Giuri davanti alla storia di curare ogni paziente con scrupolo e impegno, senza discriminazione alcuna, promuovendo l’eliminazione di ogni forma di diseguaglianza nella tutela della salute.

Poi un giorno ti appresti a salvare la vita di qualcuno che in cuor tuo non merita di vivere.

Lo apri, cerchi comunque di riparare il danno perché sai che è la cosa giusta.

Compiuta la missione sei cosciente che la giustizia divina, per fortuna, non ti appartiene.

Ho sempre avuto un’idea chiara su cosa sia bene e cosa male.

Da una parte i delinquenti, dall’altra le forze dell’ordine.

Con il tempo la parola ordine ha suscitato in me una certa idiosincrasia.
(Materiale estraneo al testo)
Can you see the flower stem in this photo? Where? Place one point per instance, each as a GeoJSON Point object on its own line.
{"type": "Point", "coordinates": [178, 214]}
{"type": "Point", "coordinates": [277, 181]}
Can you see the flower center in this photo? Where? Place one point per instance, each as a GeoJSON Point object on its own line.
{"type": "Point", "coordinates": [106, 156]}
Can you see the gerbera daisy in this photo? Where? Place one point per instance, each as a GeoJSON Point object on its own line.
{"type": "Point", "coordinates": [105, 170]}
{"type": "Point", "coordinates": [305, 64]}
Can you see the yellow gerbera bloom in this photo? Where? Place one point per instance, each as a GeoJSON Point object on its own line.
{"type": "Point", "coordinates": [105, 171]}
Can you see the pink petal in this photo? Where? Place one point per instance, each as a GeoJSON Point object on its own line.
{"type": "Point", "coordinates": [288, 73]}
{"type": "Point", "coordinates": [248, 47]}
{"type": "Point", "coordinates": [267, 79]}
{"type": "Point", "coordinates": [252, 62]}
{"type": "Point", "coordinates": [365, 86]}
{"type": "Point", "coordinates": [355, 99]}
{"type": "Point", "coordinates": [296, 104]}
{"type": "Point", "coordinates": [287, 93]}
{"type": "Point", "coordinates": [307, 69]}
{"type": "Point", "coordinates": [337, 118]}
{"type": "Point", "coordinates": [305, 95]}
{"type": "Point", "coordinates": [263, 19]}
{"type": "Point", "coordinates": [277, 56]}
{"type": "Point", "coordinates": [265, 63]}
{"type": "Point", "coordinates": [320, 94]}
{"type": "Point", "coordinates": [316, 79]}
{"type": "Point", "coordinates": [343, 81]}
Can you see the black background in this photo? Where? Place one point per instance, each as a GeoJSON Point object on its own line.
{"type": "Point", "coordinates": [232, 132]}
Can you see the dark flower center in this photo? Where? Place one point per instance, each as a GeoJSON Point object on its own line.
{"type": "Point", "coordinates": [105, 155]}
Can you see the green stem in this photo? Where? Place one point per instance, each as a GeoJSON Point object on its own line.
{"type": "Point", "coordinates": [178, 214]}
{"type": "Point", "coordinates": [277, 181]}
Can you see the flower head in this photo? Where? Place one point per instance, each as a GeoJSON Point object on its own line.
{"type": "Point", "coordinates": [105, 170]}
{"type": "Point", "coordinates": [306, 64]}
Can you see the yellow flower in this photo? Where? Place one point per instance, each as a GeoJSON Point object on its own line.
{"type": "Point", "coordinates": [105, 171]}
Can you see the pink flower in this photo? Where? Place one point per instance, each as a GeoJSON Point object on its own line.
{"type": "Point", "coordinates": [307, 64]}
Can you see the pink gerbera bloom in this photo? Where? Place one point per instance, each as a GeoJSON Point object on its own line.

Mettere in ordine la scrivania è necessario, mettere ordine nella società mi crea ansia.

Per questo motivo da tempo diffido di coloro che parlano di ordine come di una condizione indispensabile per vivere bene.

L’ordine deve esistere in ciascuno di noi, non al di fuori.

Se ciascuno utilizzasse le armi di cui dispone con coscienza – penna, bisturi o pistola che siano – non sentiremmo l’impellenza che qualcuno ci debba ricordare quali siano i buoni e i cattivi.

Ho voluto fare ordine tra le mie parole.